There are two possible ways these situations are handled with Engine Yard.

Standard support customers:

  1. Receive alert
  2. File ticket with support team
  3. Let them handle it

Premium support customers:

  1. Receive the alert
  2. Roll over and go back to sleep because the support team will automatically handle it for you and contact you if they need your compliance (e.g. push new code) to fix the problem.

Time Estimate: 1–2 days

Time Estimate: None. Built-in to the product.


Summary

In summary, running your own application cluster at scale can be a very time consuming process to get set up properly. Even when “finished,” one still has to manually respond to issues and events, apply security patches and upgrades, and keep software versions up to date. A Platform as a Service offering like Engine Yard automates the vast majority of that process without sacrificing flexibility or control, allowing a development team to focus purely on their application.
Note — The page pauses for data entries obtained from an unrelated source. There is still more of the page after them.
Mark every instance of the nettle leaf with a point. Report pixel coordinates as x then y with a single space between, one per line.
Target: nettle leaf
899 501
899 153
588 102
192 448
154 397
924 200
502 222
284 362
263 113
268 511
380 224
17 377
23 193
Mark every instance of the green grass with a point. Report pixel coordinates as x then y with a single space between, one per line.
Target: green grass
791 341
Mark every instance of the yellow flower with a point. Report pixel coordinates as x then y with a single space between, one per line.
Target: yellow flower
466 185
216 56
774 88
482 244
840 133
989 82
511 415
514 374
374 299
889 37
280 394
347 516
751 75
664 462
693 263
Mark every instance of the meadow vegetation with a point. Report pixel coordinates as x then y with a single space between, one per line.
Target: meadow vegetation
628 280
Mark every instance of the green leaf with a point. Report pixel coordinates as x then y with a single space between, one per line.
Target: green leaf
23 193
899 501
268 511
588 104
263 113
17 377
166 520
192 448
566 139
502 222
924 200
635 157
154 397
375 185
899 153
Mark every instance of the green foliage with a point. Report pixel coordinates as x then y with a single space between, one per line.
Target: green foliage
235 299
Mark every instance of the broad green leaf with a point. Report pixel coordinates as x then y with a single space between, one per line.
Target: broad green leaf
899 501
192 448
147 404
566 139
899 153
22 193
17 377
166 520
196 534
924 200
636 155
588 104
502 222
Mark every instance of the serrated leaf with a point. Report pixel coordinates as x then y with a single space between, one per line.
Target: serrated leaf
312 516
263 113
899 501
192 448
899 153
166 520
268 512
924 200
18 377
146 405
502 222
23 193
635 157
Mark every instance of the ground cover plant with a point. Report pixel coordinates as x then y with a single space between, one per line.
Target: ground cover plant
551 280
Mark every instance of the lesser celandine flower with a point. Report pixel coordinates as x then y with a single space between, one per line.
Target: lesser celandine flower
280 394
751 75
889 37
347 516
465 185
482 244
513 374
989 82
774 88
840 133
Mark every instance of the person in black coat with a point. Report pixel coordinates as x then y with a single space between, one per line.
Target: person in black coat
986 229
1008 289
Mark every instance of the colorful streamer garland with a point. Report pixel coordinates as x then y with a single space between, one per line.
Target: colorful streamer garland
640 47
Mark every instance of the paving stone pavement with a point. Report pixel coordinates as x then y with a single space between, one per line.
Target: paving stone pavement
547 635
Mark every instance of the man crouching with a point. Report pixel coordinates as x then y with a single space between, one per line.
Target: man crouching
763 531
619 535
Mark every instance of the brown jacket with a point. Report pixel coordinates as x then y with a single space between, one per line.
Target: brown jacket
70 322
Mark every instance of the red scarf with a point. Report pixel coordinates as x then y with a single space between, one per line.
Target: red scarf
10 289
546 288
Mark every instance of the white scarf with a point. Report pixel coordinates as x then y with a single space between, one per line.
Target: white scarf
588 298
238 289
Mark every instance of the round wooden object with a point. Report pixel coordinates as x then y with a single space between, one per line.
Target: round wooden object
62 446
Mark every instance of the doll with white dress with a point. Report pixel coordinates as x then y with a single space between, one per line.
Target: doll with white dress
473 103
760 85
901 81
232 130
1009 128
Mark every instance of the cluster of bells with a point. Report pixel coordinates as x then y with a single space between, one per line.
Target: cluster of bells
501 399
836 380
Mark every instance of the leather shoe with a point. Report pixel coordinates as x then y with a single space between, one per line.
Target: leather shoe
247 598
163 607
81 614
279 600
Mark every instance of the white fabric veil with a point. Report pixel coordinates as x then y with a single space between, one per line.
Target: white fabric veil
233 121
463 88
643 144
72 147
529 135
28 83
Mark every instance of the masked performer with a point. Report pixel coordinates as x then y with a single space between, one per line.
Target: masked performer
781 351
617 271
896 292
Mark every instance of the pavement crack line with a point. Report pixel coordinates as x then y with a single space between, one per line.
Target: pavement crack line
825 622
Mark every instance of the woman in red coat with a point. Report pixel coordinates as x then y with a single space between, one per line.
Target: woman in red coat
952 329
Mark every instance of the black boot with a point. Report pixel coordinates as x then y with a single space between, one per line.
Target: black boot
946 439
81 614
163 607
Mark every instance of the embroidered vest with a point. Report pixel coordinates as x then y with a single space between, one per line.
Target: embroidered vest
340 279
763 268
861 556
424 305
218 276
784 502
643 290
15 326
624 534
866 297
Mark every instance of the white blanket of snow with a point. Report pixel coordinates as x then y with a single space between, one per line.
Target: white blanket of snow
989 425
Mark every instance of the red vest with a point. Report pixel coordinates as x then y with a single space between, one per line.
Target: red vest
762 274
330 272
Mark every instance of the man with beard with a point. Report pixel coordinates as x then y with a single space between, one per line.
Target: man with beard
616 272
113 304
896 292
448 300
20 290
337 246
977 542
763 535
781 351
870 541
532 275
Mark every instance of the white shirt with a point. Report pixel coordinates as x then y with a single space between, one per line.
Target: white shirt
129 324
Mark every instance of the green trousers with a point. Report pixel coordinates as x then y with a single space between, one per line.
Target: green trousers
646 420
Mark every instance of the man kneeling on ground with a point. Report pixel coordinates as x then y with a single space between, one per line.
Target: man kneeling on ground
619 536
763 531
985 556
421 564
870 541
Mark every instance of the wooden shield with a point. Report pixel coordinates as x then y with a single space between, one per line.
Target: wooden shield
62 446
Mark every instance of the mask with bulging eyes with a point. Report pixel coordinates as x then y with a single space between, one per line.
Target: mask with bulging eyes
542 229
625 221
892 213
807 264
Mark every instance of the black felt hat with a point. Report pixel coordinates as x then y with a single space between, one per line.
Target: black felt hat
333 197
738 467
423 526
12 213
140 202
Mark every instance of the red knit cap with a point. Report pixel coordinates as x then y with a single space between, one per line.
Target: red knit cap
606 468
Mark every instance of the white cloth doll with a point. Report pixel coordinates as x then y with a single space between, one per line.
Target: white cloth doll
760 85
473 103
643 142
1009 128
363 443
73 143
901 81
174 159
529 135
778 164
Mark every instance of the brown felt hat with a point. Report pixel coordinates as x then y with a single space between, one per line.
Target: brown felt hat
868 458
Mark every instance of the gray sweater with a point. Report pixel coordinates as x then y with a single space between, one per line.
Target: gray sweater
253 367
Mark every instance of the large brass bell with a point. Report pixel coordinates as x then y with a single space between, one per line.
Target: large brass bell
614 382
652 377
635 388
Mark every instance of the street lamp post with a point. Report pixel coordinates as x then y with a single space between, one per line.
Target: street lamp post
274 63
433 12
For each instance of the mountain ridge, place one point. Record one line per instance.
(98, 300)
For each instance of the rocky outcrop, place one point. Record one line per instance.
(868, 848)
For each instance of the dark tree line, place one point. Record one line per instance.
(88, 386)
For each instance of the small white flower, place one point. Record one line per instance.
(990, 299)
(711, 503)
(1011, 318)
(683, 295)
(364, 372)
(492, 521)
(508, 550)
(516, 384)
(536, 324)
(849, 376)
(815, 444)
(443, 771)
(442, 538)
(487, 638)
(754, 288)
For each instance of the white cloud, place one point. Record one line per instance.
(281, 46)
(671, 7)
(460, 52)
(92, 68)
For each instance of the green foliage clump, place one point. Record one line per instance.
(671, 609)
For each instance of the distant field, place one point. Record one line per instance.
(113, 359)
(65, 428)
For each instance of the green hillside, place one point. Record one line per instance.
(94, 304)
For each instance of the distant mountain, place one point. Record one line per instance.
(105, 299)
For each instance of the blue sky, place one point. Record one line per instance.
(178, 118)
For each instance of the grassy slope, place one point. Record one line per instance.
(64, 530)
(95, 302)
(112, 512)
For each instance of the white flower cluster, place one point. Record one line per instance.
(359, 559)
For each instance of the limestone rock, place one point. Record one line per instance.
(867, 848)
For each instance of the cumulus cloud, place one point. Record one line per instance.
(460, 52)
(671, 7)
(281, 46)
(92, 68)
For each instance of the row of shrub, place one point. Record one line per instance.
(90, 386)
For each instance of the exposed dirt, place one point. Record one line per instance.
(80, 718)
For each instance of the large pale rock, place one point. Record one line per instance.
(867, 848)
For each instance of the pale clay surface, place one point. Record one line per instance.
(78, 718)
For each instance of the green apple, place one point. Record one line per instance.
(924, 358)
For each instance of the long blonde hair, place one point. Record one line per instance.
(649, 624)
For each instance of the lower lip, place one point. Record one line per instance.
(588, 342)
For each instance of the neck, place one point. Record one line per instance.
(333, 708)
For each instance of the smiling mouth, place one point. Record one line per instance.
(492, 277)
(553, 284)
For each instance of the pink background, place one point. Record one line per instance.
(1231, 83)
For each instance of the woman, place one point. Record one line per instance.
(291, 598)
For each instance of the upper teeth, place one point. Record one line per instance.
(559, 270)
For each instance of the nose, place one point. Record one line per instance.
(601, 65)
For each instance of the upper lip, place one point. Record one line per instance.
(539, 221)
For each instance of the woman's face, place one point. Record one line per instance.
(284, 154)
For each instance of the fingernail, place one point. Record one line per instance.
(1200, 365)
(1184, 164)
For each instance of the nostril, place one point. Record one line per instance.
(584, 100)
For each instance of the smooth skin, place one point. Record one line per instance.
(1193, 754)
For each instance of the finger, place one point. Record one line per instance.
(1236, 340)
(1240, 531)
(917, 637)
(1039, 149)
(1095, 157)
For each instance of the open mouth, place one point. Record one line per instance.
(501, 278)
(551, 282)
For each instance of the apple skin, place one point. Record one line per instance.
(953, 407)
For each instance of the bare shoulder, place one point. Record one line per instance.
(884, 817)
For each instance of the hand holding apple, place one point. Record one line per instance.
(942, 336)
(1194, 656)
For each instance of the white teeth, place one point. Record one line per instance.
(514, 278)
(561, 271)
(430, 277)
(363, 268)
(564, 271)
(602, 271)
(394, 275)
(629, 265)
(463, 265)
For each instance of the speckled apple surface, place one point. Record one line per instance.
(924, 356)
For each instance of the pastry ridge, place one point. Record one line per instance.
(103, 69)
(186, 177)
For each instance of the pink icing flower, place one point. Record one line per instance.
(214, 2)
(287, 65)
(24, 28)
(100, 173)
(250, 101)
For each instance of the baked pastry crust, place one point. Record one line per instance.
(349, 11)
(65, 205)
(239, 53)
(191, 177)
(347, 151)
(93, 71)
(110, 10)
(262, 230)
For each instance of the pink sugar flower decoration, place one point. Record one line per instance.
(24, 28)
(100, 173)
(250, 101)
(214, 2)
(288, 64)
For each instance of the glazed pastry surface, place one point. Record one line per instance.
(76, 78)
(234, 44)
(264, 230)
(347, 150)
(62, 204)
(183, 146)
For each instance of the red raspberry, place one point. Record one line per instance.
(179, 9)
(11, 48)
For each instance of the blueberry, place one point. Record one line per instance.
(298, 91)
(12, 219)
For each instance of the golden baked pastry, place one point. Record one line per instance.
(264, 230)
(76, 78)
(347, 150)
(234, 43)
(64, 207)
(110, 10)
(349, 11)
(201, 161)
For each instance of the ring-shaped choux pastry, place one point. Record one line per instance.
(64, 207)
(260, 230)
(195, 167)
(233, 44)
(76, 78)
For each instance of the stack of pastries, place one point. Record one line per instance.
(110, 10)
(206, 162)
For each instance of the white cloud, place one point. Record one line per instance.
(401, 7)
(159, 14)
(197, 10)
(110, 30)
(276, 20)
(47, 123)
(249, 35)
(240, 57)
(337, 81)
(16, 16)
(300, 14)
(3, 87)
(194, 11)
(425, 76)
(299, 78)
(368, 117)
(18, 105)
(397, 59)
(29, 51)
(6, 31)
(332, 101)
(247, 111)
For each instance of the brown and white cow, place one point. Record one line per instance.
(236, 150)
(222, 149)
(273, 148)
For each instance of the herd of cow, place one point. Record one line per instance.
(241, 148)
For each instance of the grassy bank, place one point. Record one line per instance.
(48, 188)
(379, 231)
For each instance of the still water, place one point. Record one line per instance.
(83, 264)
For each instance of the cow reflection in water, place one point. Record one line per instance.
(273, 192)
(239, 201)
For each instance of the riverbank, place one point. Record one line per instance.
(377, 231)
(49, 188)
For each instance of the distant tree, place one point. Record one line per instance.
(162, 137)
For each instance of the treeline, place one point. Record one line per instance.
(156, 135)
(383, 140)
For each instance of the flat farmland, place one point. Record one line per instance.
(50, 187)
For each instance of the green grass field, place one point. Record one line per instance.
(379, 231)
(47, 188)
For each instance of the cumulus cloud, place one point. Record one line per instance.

At the end of the day, for any small to medium sized business, and for departments within the enterprise, it’s about budget and money. You’re going to spend money on hardware (physical or virtual) one way or another. The question therefore becomes, is the cost of a PaaS less than, or greater than, that of a systems administrator, and do you necessarily need a full time systems administrator for your application? In some cases you absolutely will need a dedicated systems administrator, but in most cases, a PaaS can provide agility, capabilities, and access to expertise otherwise not attainable at such a low cost.